Replaces the leftmost-first match in the given haystack with the replacement provided. The replacement can be a regular string (where $N and $name are expanded to match capture groups) or a function that takes a Captures and returns the replaced string.

If no match is found, then the haystack is returned unchanged. In that case, this implementation will likely return a Cow::Borrowed value such that no allocation is performed.

When a Cow::Borrowed is returned, the value returned is guaranteed to be equivalent to the haystack given.

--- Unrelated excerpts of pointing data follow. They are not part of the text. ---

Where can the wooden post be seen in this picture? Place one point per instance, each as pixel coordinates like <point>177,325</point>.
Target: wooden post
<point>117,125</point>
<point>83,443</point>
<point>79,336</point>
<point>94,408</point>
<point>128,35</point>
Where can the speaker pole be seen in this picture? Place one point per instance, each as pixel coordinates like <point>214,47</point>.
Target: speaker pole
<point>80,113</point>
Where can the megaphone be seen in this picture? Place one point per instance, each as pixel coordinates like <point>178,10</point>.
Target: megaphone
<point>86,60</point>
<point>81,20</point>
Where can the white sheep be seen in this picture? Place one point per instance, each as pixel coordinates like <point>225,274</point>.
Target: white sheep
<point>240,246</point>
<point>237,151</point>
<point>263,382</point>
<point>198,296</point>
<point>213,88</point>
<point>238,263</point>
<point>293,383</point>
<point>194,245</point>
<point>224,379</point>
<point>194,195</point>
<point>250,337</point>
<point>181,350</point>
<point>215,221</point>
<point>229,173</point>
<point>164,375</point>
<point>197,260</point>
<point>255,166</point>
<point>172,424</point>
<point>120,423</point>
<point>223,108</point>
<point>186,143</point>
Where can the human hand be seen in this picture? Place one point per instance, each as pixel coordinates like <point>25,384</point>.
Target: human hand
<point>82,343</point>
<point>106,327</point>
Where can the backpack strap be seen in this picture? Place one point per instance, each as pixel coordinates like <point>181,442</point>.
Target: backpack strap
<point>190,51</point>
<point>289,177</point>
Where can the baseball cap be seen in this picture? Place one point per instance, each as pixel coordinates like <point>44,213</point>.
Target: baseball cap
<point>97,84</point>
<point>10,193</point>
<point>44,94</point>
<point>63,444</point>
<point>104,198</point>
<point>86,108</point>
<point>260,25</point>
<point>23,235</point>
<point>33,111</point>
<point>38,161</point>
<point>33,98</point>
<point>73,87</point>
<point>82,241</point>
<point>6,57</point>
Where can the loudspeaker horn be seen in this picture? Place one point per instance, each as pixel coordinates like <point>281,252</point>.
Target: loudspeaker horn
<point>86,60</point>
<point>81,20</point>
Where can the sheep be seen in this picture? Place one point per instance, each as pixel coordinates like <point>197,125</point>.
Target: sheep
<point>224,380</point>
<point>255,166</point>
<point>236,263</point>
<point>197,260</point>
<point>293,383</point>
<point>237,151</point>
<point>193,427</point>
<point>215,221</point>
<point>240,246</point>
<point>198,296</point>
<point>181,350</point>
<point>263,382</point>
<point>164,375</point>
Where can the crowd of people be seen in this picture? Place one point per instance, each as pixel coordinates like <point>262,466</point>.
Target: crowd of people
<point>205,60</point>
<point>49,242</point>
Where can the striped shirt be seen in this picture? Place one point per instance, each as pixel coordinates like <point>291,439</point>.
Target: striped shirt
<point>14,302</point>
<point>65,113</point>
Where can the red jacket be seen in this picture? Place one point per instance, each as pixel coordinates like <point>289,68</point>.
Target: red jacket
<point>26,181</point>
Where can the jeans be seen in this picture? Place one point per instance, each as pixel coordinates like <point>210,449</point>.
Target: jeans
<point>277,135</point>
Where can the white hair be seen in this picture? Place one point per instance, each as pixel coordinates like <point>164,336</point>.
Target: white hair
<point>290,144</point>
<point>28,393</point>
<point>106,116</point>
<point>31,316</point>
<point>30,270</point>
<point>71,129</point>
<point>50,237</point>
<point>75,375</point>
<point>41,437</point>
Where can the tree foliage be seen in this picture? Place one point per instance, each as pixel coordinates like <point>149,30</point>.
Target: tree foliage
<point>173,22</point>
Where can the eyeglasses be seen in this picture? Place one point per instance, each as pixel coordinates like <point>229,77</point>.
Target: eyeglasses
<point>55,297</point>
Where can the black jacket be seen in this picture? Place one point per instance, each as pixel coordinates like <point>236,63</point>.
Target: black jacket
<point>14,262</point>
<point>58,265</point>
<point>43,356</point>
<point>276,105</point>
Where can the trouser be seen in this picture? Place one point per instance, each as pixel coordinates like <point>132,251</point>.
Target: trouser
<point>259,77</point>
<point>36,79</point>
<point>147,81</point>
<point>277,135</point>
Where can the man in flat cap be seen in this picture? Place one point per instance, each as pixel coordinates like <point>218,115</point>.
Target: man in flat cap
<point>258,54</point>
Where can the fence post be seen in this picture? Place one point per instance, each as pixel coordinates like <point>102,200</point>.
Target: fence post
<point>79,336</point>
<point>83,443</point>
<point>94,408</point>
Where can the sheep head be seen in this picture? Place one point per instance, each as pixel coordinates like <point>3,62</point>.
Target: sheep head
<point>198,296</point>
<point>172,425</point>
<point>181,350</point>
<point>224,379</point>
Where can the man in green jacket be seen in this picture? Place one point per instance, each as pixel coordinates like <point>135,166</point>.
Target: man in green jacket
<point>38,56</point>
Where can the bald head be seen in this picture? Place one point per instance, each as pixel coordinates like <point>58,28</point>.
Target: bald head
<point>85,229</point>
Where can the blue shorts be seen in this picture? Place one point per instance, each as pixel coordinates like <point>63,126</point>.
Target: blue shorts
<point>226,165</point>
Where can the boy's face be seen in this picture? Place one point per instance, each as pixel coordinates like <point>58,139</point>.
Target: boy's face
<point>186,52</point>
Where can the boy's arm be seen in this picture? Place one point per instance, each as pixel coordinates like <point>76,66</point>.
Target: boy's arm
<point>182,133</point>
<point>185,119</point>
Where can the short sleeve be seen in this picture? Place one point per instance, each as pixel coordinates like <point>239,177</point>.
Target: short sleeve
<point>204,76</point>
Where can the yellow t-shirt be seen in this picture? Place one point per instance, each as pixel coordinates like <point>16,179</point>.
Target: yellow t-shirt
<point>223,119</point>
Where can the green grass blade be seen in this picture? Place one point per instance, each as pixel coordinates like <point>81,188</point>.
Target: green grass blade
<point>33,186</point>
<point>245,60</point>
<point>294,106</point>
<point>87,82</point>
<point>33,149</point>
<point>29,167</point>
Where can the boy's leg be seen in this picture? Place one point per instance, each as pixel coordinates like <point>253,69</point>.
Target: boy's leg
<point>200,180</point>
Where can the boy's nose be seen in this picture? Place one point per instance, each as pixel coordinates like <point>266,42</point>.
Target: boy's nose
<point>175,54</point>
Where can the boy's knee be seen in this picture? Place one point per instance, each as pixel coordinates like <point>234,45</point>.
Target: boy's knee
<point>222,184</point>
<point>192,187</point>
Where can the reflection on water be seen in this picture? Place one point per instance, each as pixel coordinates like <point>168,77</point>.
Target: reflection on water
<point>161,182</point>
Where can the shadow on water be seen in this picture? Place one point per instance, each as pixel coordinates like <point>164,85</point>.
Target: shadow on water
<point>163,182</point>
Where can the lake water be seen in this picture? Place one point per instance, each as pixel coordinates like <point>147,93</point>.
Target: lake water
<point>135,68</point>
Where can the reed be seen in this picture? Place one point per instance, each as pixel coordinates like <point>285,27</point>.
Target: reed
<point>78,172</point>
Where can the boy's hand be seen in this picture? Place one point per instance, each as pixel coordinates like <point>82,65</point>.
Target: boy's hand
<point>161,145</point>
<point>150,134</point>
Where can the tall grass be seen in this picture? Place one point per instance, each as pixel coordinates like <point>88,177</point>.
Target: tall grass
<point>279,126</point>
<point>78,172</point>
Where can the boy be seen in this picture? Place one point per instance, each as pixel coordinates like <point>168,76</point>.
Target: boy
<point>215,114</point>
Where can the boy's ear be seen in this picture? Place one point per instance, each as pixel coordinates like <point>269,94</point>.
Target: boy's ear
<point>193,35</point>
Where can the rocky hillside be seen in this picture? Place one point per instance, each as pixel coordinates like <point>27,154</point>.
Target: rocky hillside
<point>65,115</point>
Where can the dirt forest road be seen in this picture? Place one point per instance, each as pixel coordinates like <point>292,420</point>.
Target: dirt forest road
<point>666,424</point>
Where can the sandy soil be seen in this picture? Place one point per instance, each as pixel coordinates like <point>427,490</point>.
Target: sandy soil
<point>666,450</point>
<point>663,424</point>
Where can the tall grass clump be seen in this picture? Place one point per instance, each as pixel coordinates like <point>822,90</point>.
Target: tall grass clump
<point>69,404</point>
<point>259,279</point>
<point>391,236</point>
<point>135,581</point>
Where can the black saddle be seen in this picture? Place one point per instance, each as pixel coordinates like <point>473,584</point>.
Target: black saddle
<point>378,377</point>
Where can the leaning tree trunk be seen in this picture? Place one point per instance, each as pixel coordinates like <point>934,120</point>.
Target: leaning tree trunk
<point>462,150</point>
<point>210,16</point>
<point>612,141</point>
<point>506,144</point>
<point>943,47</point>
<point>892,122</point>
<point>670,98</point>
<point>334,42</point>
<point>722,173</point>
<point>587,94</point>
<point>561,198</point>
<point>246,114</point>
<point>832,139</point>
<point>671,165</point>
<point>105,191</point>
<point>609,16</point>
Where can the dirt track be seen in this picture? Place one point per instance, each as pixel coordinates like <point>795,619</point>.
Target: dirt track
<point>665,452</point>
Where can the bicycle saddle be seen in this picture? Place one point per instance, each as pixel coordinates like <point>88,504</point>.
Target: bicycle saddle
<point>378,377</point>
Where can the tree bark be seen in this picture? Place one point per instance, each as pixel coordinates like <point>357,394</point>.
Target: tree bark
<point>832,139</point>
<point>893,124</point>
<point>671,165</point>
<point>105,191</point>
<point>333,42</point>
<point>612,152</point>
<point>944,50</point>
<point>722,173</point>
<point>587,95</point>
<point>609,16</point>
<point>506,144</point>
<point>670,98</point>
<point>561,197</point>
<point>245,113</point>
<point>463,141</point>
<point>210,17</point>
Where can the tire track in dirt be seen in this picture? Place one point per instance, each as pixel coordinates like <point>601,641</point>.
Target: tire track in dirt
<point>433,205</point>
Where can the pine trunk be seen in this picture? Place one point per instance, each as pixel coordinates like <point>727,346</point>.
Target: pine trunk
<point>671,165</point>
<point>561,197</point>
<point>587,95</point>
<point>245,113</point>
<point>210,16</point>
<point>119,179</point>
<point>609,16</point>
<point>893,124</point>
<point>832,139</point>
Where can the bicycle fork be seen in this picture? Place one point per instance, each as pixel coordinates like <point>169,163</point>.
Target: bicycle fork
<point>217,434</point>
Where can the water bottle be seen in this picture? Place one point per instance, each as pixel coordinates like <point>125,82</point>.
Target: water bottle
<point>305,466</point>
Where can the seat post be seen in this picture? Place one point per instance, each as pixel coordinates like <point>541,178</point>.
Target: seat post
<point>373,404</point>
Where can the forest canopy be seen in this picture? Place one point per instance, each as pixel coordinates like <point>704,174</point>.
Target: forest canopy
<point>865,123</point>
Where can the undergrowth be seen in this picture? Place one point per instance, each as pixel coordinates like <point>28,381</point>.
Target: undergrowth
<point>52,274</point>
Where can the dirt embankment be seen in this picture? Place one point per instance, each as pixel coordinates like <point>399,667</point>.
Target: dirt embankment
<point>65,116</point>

§Replacement string syntax

All instances of $ref in the replacement string are replaced with the substring corresponding to the capture group identified by ref.

ref may be an integer corresponding to the index of the capture group (counted by order of opening parenthesis where 0 is the entire match) or it can be a name (consisting of letters, digits or underscores) corresponding to a named capture group.

If ref isn’t a valid capture group (whether the name doesn’t exist or isn’t a valid index), then it is replaced with the empty string.

The longest possible name is used. For example, $1a looks up the capture group named 1a and not the capture group at index 1. To exert more precise control over the name, use braces, e.g., ${1}a.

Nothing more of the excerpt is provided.